考虑次小时尺度运行灵活性的含储能机组组合

大规模可再生能源并网加重了电网的调频负担,对电力系统快速响应功率变化的能力,即次小时尺度的运行灵活性提出了更高要求。对此,文中提出一种考虑次小时尺度运行灵活性的含储能机组组合模型。在对系统净负荷区间变化规律进行分析的基础上,确立净负荷波动的关键场景并依此设置运行灵活性约束,明确了机组组合中小时尺度调度决策与次小时尺度运行灵活性需求间的牵制关系;同时,基于对储能在充电、放电、非充非放等各运行状态下提供运行灵活性的原理与制约因素的分析建立相关数学表达,并将其加入系统能量、功率平衡方程与运行灵活性约束,由此构建储能统筹利用与机组组合一体的数学模型。通过线性化处理,整个模型形成混合整数线性规划问题以实现求解。仿真分析表明,所提方法可优化利用储能,有效实现系统次小时尺度运行灵活性的提升。
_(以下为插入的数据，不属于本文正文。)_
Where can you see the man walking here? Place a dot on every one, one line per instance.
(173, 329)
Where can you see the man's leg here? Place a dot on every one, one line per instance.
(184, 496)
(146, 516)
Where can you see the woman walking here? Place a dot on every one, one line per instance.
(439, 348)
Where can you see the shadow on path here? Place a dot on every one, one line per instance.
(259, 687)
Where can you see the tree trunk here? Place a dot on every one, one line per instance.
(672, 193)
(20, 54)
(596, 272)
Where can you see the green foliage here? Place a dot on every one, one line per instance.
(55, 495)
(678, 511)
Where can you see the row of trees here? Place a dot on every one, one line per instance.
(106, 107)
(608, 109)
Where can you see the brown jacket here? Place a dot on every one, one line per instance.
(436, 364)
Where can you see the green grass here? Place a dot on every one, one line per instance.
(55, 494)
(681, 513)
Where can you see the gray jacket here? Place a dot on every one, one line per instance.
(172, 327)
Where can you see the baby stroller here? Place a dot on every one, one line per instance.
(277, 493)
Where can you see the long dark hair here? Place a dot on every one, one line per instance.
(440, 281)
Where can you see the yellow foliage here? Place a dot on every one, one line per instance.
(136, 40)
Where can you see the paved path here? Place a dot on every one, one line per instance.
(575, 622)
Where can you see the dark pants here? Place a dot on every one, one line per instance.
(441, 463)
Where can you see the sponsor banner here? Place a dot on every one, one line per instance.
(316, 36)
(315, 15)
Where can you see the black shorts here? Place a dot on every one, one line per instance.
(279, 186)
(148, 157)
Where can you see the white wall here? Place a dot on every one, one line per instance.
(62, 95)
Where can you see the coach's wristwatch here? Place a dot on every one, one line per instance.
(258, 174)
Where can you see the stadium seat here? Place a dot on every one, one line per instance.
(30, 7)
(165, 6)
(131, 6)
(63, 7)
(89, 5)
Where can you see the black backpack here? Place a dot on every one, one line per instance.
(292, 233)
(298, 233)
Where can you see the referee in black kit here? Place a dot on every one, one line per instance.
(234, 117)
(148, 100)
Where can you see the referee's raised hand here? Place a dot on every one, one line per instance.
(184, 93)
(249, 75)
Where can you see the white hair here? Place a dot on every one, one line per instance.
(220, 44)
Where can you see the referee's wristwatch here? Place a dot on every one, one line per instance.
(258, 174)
Unit Commitment with Energy Storage Considering Operation Flexibility at Sub-hourly Time-scales

The integration of large-scale renewable energy aggravates the burden of frequency regulation for power grid, so the power system is required to be more capable of following power changes timely, that means higher demand for operational flexibility at sub-hourly time-scales. Thus this paper proposes a unit commitment(UC)model with energy storage considering operational flexibility at sub-hourly time-scales. Based on the analysis of range characteristics of the net load, the operational flexibility constraints are set according to the key scenarios of net load fluctuation. Therefore day-ahead dispatch in hourly time-scale is tied with sub-hourly operational flexibility requirements in UC. Meanwhile, the principles and restrictive factors of energy storage in different running states of charging, discharging and non-charging-and-non-discharging are discussed. Then the flexibility provided by energy storage is modeled and added to the system energy and power balance equation and operational flexibility constraints, respectively. Therefore the model of UC integrated with optimal deployment of energy storage is developed. By linearized processing, the model is reformed as a mixed integer linear programming(MILP)problem for solving. Simulations show that the proposed method can significantly improve the operational flexibility of power system at sub-hourly time-scales by using energy storage optimally.